Supplementary Materials
Data Availability Statement
Transcriptomic data of healthy tissues and primary tumors is available at the GEO (RRID:SCR_005012), the European Genome-phenome Archive, ArrayExpress (RRID:SCR_002964), and UCSC Xena Browser. RNA-seq data of cohort 1 is accessible through EGAS00001001178. Microarray data of cohort 2 is available using the following identifiers: GSE2034, GSE5327, GSE11121, GSE2990, and GSE7390. RNA-seq data of cohort 3 was obtained from the Hartwig Medical Foundation after data transfer agreement (no. DR026) and is accessible through the Hartwig Medical Foundation via https://www.hartwigmedicalfoundation.nl. RNA-seq data of cohort 4 is available at European Genome-phenome Archive (EGAS00001003535).

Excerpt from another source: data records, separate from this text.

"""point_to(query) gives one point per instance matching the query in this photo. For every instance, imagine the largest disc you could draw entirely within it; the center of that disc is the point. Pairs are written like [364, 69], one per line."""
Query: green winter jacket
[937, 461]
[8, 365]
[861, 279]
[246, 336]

Data generated by the TCGA Research Network is publicly available and can be retrieved from https://www.cancer.gov/tcga or https://xenabrowser.net/. RNA-seq data of healthy tissue cohorts were retrieved on June 13, 2018, from the Expression Atlas (www.ebi.ac.uk/gxa/home) and are available using the following ArrayExpress identifiers: Uhlen cohort, E-MTAB2836; GTEx cohort, E-MTAB5214; Illumina body map cohort, E-MTAB513; and Snyder cohort, E-MTAB4344. Peptide sequences are provided in Supplementary Table S1. Publicly available immunopeptidomics data can be retrieved using the PRIDE partner repository (http://www.ebi.ac.uk/pride) with identifiers PXD004894 and PXD013649. Immunopeptidomics data generated in this study have been deposited to the ProteomeXchange Consortium via the PRIDE partner repository with the identifiers PXD054804 and PXD055042. The FLY-1A TCRα and TCRβ chain sequences have been deposited to the GenBank with accession numbers PQ177856 and PQ177857. The remaining data generated in this study are available upon request to the corresponding author.